On Sat, May 25, 2002 at 08:43:29PM +0100, Toby Dickenson wrote:
> I am developing a storage layer for the ZODB object database, which is 
> designed to play to reiserfs strengths. 
> 
> http://sourceforge.net/projects/dirstorage
> 
> I have a question about how much fsyncing is necessary to avoid losing files 
> on power loss, when moving them between directories.
> 
> Consider this sequence
> 
> 1. write to A/B/somefileX and fsync it
> 2. mkdir A/C
> 3. rename A/B/somefile to A/C/somefile
> 4. rmdir A/B
> 5. power loss
> 
> I would like to guarantee that, after journal replay, 'somefile' is in either 
> of those two directories (or both). Am I correct to think that I dont need 
> any other syncs in there?

You are correct, renames are atomic on journalling filesystems.
So, no problems with half-written directory entries, if you lose power
at the wrong time the journal replay procedure will throw the
transaction out and you end up as if you never issued a rename at all.

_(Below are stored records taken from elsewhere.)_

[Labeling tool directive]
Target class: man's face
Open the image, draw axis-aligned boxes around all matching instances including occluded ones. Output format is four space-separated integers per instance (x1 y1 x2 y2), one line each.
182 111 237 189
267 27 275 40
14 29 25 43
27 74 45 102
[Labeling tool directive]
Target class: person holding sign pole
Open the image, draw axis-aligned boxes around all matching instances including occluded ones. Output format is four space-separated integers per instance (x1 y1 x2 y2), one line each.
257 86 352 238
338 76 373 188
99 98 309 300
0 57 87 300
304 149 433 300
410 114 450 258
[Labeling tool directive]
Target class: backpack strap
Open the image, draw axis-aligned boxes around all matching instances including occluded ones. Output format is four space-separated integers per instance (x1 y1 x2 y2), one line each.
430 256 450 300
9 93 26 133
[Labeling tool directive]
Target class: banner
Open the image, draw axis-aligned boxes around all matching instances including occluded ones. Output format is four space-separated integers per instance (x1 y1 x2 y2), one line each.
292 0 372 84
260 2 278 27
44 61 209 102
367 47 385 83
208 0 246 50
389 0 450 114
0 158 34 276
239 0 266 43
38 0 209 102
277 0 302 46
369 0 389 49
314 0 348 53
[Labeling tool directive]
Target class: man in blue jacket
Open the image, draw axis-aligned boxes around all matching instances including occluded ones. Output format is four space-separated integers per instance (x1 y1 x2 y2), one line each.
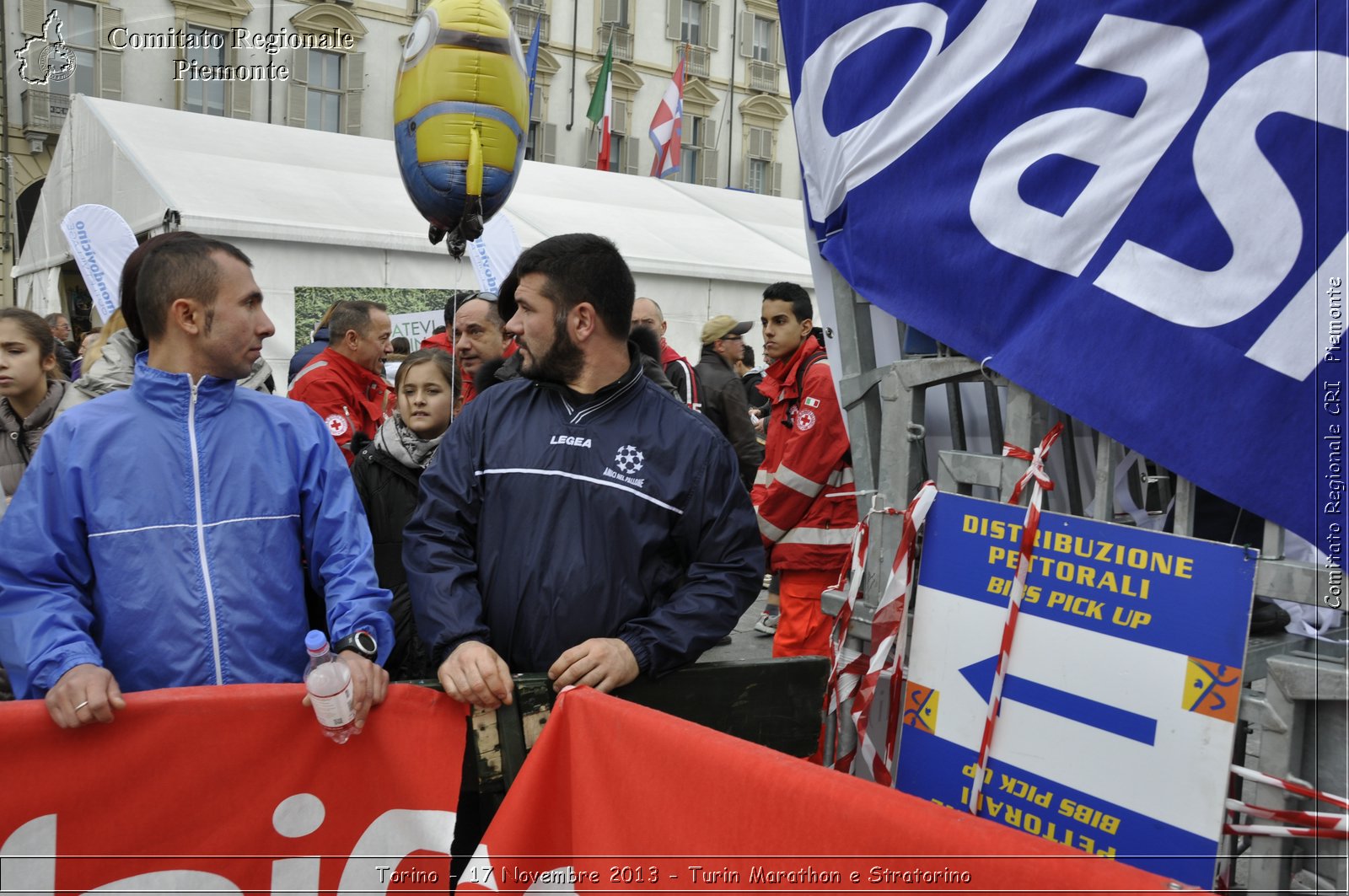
403 233 764 708
0 238 393 727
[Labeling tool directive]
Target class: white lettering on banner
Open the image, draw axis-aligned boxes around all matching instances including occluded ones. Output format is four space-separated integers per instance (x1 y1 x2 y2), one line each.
1246 236 1349 382
792 0 1035 223
970 15 1209 276
0 795 454 896
793 10 1349 380
1097 52 1349 342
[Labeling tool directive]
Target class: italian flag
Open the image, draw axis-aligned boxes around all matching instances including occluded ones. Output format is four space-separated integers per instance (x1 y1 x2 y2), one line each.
585 38 614 171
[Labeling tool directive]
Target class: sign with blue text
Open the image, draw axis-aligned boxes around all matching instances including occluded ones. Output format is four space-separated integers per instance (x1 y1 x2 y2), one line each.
781 0 1349 545
895 492 1256 888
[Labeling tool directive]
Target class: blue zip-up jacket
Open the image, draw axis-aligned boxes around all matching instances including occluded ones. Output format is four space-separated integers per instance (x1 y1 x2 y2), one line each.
0 353 393 698
403 360 764 674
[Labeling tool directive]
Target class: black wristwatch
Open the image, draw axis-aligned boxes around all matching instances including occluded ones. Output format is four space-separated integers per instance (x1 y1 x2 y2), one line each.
333 631 379 663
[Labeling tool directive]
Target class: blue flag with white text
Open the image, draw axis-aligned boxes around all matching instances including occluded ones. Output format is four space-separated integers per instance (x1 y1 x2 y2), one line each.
780 0 1349 545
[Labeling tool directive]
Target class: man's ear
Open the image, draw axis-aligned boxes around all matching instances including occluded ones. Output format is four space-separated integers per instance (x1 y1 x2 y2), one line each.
567 303 599 343
169 298 202 336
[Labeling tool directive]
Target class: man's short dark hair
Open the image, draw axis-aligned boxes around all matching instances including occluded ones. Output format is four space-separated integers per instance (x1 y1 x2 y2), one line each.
499 233 637 339
764 281 814 324
456 292 506 330
137 236 252 340
328 298 389 346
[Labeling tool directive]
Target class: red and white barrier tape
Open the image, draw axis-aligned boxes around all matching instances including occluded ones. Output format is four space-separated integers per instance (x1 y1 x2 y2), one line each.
1232 765 1349 808
1223 824 1349 840
969 422 1063 815
852 482 936 786
828 482 936 786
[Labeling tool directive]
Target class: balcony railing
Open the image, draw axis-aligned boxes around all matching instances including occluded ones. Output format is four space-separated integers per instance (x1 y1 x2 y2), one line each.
685 46 712 78
510 3 551 43
19 90 70 133
595 24 632 62
749 59 778 93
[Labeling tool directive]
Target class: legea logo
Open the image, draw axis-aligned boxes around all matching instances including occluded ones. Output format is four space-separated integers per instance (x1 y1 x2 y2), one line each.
13 9 76 86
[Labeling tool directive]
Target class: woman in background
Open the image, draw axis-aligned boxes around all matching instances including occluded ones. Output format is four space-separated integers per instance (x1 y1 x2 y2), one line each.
351 348 454 681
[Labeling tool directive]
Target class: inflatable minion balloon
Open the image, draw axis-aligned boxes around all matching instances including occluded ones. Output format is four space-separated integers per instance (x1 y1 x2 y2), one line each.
394 0 529 258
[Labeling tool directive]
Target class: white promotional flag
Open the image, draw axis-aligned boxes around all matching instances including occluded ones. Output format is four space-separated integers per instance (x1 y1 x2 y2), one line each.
468 215 521 296
61 205 137 319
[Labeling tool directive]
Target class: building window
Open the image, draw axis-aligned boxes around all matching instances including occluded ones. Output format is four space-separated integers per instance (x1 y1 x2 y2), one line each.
599 0 632 29
750 16 777 62
46 0 99 96
182 25 227 116
679 113 710 184
305 50 342 133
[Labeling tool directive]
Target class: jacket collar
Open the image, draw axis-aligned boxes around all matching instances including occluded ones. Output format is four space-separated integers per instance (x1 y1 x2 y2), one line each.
661 344 688 367
760 335 820 400
309 346 389 398
535 343 642 414
131 352 238 417
0 379 70 432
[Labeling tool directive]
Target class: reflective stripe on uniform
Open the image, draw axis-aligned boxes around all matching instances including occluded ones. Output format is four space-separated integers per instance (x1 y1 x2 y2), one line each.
773 464 832 498
777 521 852 546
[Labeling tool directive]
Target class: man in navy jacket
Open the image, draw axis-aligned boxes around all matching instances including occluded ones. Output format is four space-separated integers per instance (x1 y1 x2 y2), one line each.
0 238 394 727
403 233 764 708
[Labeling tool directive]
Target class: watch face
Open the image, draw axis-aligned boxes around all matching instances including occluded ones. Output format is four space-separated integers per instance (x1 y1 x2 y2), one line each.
351 631 379 658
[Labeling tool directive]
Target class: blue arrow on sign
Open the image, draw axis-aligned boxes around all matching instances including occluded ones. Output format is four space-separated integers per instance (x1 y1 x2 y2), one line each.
960 656 1158 746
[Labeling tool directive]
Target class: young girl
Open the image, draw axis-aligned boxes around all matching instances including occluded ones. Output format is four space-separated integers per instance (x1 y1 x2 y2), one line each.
0 308 69 516
351 350 454 681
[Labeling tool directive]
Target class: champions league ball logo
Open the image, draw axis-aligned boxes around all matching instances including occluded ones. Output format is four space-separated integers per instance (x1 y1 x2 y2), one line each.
614 445 646 475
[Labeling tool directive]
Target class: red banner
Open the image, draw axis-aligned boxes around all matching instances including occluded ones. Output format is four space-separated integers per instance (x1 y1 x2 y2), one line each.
0 684 465 894
460 689 1203 893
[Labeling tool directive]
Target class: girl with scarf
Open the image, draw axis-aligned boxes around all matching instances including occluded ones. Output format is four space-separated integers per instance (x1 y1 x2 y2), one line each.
0 308 70 517
351 350 454 681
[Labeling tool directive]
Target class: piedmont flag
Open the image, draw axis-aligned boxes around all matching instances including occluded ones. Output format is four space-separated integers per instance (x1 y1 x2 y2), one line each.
585 38 614 171
650 54 684 177
524 16 544 121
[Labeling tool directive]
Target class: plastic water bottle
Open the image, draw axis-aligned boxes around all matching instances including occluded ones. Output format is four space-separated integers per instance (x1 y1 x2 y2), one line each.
305 630 360 743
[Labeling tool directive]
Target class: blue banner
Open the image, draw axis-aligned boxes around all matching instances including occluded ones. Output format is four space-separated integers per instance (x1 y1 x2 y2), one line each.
780 0 1349 545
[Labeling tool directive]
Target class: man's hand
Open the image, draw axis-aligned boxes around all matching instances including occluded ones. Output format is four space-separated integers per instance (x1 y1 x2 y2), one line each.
436 641 515 710
337 651 389 728
46 663 126 727
548 638 641 694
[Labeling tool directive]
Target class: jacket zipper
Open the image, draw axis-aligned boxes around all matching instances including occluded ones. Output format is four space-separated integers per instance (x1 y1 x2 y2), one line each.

> (A second question; is there any documentation that I could have used to 
> answer the first question myself?)

I can't point to specific documentation, but this behavior is part of
the main ideas behind journalling filesystems. You would get
basically the same thing with ext3, XFS, JFS, Solaris UFS with the
logging option, etc.

Of course, you could always scan some mailing list archives ;)

reiserfs-list and linux-XFS are quite active and contain very valuable
insights.

        Jean-Francois Landry
-- 
Any sufficiently complicated C or Fortran program contains an ad hoc
informally-specified bug-ridden slow implementation of half of Common Lisp.